Last year I realized I could not afford to keep my home. My stock photography income dropped from a high of about $60,000 at the turn of the century to less than $10,000 last year. This was due to several factors. The digital revolution brought in the technology so that anyone could take a sharp and well exposed photograph. The photo stock agencies, my biggest supplier of income, was sacked by Getty Images. This photo stock company started with an English agency and they quietly bought up smaller or poorly funded agencies in Europe and America. They cherry picked the best images and then threw the name and the rest of it in a trash can. Getty became an ominous competitor. Some agencies that were not bought by them folded and lord knows what happened to my images, Getty usurped many of agencies I worked with. And then they lowered the photographer’s commission from 60% to 40%. Now my pictures appear in many countries. and I do not receive payment for them and I don’t know who supplied the photograph.
So many book stores have closed and there are not many of those literary book store owners that worked hard at promoting authors and the books on their shelves. Reading books is becoming a pleasure of older people, while many of the young hang on sound and visual bytes seen on the smart phone or tube. So it is more difficult to sell a well crafted book through the stores. The price has to be very high to cover the commissions and printing costs. This multiple whammy of digital revolution, the destruction of stock photography, the loss of independent stores and high cost Vermont knocked me down to $10,000 income and cash flow dried up like a bleached creek bed in August.
To stay in Vermont, I squashed my Colbyville gallery into one room and turned the others into a four bedroom Airbnb with a small kitchen (I now wash sheets and make beds).

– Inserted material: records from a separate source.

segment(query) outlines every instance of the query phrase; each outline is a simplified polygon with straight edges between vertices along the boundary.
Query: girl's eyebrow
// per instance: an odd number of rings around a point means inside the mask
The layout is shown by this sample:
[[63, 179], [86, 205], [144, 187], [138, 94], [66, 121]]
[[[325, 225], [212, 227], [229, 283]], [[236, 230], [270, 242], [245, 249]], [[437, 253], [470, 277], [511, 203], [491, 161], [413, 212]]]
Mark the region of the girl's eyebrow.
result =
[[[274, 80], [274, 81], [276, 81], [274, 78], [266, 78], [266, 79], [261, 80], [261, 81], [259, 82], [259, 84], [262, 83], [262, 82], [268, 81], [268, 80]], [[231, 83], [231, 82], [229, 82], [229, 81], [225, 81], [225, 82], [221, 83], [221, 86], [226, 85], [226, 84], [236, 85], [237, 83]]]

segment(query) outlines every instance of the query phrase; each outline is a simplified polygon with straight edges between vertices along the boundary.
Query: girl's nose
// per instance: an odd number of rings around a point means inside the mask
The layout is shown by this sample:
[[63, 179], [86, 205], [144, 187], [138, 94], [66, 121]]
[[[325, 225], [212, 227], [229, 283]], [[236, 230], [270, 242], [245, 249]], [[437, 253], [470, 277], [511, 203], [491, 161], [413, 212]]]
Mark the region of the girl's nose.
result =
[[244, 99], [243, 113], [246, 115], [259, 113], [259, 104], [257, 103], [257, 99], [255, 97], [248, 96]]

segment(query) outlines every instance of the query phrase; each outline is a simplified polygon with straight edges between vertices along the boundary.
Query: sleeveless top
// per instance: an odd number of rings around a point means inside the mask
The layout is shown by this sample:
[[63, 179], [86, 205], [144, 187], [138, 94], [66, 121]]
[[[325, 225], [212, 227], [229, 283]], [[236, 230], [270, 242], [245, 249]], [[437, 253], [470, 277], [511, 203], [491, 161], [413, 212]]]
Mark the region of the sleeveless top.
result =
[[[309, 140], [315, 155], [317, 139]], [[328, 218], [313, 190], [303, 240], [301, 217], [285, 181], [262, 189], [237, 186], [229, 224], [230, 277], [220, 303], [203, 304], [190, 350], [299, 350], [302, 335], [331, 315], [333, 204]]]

That brought in enough money to cover most of my house expenses. This year I hope to combine the Airbnb with three day seminars and photo trips through Vermont. You got it: I am re-inventing myself. Not the first time.
Yes, but still, I have those two other book projects—Paris in the Fifties and Margaux Vendange, 1957. They will do better outside of this country and I need to find a publisher and literary agent. That’s why this website can be translated with the push of a finger. Wish me luck!